ATTACK THE BLOCK (Joe Cornish). 88 minutes. Opens Friday (July 29). See listing Rating: NNNN
I can imagine discovering Attack The Block at a TIFF Midnight Madness screening circa 1987 or 88, or watching it on a crappy VHS screening copy even. And I think I would have loved it then as much as I love it now.
Joe Cornish’s tremendously assured debut takes place over one night in a low-rent South London housing district under siege by an invasion of extraterrestrial beasties. A bunch of local thugs, an off-duty nurse (Venus’s Jodie Whittaker) and a pot dealer (Nick Frost) band together to fend off the threat.

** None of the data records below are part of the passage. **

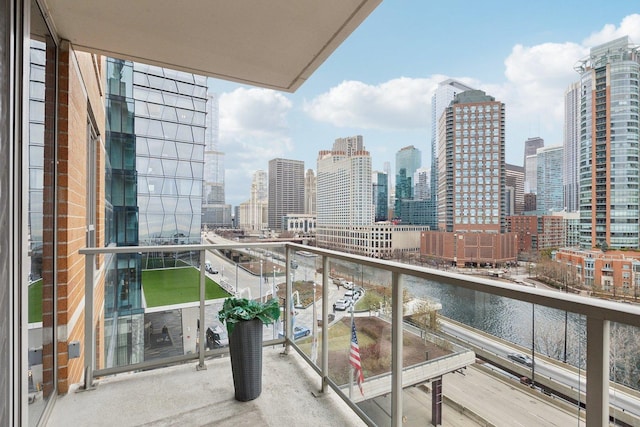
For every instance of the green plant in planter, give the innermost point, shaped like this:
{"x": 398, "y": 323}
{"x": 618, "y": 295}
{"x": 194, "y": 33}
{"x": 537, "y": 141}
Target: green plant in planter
{"x": 244, "y": 319}
{"x": 235, "y": 310}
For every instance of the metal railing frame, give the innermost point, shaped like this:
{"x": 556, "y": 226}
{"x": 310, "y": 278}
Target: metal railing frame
{"x": 598, "y": 313}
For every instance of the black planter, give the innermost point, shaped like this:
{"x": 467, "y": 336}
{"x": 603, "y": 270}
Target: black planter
{"x": 245, "y": 347}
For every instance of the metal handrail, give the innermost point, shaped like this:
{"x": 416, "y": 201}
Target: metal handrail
{"x": 598, "y": 313}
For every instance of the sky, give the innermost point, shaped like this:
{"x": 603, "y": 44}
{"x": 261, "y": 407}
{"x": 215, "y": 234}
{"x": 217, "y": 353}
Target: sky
{"x": 379, "y": 82}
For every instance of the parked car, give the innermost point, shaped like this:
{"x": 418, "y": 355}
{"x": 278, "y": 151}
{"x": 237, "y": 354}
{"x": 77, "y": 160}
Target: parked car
{"x": 331, "y": 318}
{"x": 521, "y": 358}
{"x": 216, "y": 337}
{"x": 298, "y": 332}
{"x": 209, "y": 268}
{"x": 342, "y": 304}
{"x": 347, "y": 285}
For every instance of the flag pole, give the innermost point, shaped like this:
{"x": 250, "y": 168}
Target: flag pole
{"x": 351, "y": 369}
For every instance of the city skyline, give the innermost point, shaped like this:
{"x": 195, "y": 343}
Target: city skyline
{"x": 359, "y": 90}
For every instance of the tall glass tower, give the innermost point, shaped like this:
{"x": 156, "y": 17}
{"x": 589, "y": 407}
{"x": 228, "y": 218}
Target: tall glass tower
{"x": 609, "y": 126}
{"x": 154, "y": 173}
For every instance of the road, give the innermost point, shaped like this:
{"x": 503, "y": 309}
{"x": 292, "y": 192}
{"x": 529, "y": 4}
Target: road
{"x": 544, "y": 368}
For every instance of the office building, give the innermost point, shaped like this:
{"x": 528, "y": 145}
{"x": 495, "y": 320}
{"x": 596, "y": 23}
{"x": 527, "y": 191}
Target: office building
{"x": 531, "y": 146}
{"x": 408, "y": 160}
{"x": 380, "y": 195}
{"x": 471, "y": 184}
{"x": 472, "y": 173}
{"x": 515, "y": 181}
{"x": 440, "y": 100}
{"x": 422, "y": 190}
{"x": 310, "y": 192}
{"x": 571, "y": 144}
{"x": 550, "y": 195}
{"x": 286, "y": 190}
{"x": 609, "y": 126}
{"x": 155, "y": 141}
{"x": 215, "y": 212}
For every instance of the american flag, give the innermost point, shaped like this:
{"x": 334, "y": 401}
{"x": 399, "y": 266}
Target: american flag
{"x": 354, "y": 357}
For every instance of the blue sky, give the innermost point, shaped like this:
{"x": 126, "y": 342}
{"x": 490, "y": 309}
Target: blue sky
{"x": 379, "y": 82}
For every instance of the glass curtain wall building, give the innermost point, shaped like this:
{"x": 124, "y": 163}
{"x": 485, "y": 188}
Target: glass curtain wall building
{"x": 609, "y": 126}
{"x": 154, "y": 174}
{"x": 215, "y": 213}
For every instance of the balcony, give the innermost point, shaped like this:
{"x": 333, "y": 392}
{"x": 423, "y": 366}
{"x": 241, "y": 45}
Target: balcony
{"x": 308, "y": 386}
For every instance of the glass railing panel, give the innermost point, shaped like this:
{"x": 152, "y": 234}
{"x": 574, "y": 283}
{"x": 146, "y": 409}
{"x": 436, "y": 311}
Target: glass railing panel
{"x": 624, "y": 373}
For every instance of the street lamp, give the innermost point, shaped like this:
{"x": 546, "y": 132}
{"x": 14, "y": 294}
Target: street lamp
{"x": 260, "y": 280}
{"x": 273, "y": 295}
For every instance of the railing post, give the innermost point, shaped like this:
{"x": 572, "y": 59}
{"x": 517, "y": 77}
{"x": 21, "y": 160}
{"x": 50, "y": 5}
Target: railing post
{"x": 89, "y": 345}
{"x": 597, "y": 372}
{"x": 288, "y": 310}
{"x": 325, "y": 322}
{"x": 396, "y": 350}
{"x": 202, "y": 323}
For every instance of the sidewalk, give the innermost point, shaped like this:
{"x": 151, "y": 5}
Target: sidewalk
{"x": 502, "y": 401}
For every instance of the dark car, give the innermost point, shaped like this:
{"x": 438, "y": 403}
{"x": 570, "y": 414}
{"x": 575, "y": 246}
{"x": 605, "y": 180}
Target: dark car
{"x": 299, "y": 332}
{"x": 521, "y": 358}
{"x": 216, "y": 337}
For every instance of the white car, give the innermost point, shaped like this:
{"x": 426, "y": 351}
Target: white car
{"x": 347, "y": 285}
{"x": 342, "y": 304}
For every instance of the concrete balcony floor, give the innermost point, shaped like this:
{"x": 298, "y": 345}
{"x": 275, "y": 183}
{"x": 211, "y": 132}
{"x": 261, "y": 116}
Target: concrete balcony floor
{"x": 182, "y": 395}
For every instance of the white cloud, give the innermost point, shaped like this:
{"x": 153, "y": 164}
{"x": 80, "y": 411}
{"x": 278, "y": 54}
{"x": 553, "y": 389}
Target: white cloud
{"x": 253, "y": 129}
{"x": 401, "y": 104}
{"x": 630, "y": 26}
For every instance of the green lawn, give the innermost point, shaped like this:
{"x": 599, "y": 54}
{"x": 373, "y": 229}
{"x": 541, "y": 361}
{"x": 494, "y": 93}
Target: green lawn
{"x": 177, "y": 286}
{"x": 35, "y": 301}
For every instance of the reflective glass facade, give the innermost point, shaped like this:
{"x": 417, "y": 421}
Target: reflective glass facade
{"x": 155, "y": 141}
{"x": 609, "y": 125}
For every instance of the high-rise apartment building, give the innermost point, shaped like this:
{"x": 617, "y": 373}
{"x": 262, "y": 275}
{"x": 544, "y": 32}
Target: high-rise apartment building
{"x": 408, "y": 160}
{"x": 310, "y": 192}
{"x": 155, "y": 140}
{"x": 609, "y": 127}
{"x": 215, "y": 213}
{"x": 471, "y": 161}
{"x": 440, "y": 100}
{"x": 253, "y": 214}
{"x": 422, "y": 191}
{"x": 380, "y": 195}
{"x": 531, "y": 146}
{"x": 515, "y": 180}
{"x": 571, "y": 143}
{"x": 344, "y": 189}
{"x": 550, "y": 195}
{"x": 286, "y": 190}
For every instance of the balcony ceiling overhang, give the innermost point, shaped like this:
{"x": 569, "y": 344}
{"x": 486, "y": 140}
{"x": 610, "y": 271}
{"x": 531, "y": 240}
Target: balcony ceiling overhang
{"x": 276, "y": 44}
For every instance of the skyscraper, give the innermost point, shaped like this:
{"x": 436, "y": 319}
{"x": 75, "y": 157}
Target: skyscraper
{"x": 380, "y": 194}
{"x": 286, "y": 190}
{"x": 155, "y": 140}
{"x": 344, "y": 189}
{"x": 440, "y": 100}
{"x": 550, "y": 195}
{"x": 471, "y": 162}
{"x": 531, "y": 146}
{"x": 408, "y": 160}
{"x": 515, "y": 180}
{"x": 571, "y": 144}
{"x": 215, "y": 213}
{"x": 609, "y": 126}
{"x": 310, "y": 192}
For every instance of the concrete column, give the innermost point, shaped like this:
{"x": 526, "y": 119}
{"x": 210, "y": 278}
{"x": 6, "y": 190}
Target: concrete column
{"x": 597, "y": 372}
{"x": 396, "y": 350}
{"x": 13, "y": 322}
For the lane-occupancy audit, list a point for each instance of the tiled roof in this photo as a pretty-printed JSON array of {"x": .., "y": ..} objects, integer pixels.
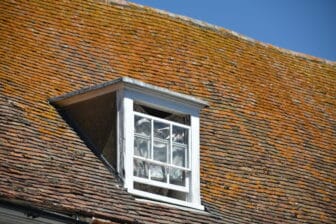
[{"x": 268, "y": 137}]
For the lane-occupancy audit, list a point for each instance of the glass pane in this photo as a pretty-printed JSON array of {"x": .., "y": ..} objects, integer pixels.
[
  {"x": 179, "y": 156},
  {"x": 140, "y": 168},
  {"x": 177, "y": 177},
  {"x": 142, "y": 125},
  {"x": 161, "y": 130},
  {"x": 158, "y": 173},
  {"x": 160, "y": 151},
  {"x": 141, "y": 147},
  {"x": 180, "y": 135}
]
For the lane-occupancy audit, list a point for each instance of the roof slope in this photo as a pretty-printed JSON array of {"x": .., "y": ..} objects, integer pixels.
[{"x": 268, "y": 138}]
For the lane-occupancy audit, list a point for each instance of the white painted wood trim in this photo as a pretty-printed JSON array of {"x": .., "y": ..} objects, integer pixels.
[
  {"x": 166, "y": 199},
  {"x": 128, "y": 141},
  {"x": 195, "y": 160}
]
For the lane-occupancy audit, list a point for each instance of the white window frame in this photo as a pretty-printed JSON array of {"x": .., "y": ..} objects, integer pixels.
[
  {"x": 152, "y": 161},
  {"x": 127, "y": 97}
]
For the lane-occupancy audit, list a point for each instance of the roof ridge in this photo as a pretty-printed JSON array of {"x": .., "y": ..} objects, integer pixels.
[{"x": 234, "y": 33}]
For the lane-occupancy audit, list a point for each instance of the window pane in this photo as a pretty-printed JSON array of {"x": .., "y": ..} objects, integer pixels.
[
  {"x": 177, "y": 177},
  {"x": 142, "y": 125},
  {"x": 179, "y": 156},
  {"x": 180, "y": 135},
  {"x": 161, "y": 130},
  {"x": 158, "y": 173},
  {"x": 160, "y": 151},
  {"x": 140, "y": 168},
  {"x": 141, "y": 147}
]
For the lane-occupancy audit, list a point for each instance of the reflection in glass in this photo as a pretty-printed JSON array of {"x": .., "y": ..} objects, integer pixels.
[
  {"x": 142, "y": 125},
  {"x": 160, "y": 151},
  {"x": 140, "y": 168},
  {"x": 158, "y": 173},
  {"x": 161, "y": 130},
  {"x": 179, "y": 156},
  {"x": 177, "y": 176},
  {"x": 180, "y": 135},
  {"x": 141, "y": 147}
]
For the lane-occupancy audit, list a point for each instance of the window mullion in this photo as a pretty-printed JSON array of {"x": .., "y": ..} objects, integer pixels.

It plays like the rabid love child of John Carpenter’s Assault On Precinct 13 and Stephen Herek’s Critters… and I mean that as the highest compliment.
Attack The Block has some of the most endearing practical effects I’ve seen in a decade, including a terrific creature design that’s no less effective for being ingeniously simple. Cornish – an English TV and radio personality making his first movie – understands that CGI isn’t the solution to every problem. You can accomplish an awful lot with well-crafted suits, a resourceful cinematographer and a clever script.
Attack The Block has all of those in spades, along with a breakout performance by charismatic young actor John Boyega as an impulsive but principled gangster.
It may not have Johnny Depp or giant robots, but it’s got everything a summer movie needs. Trust.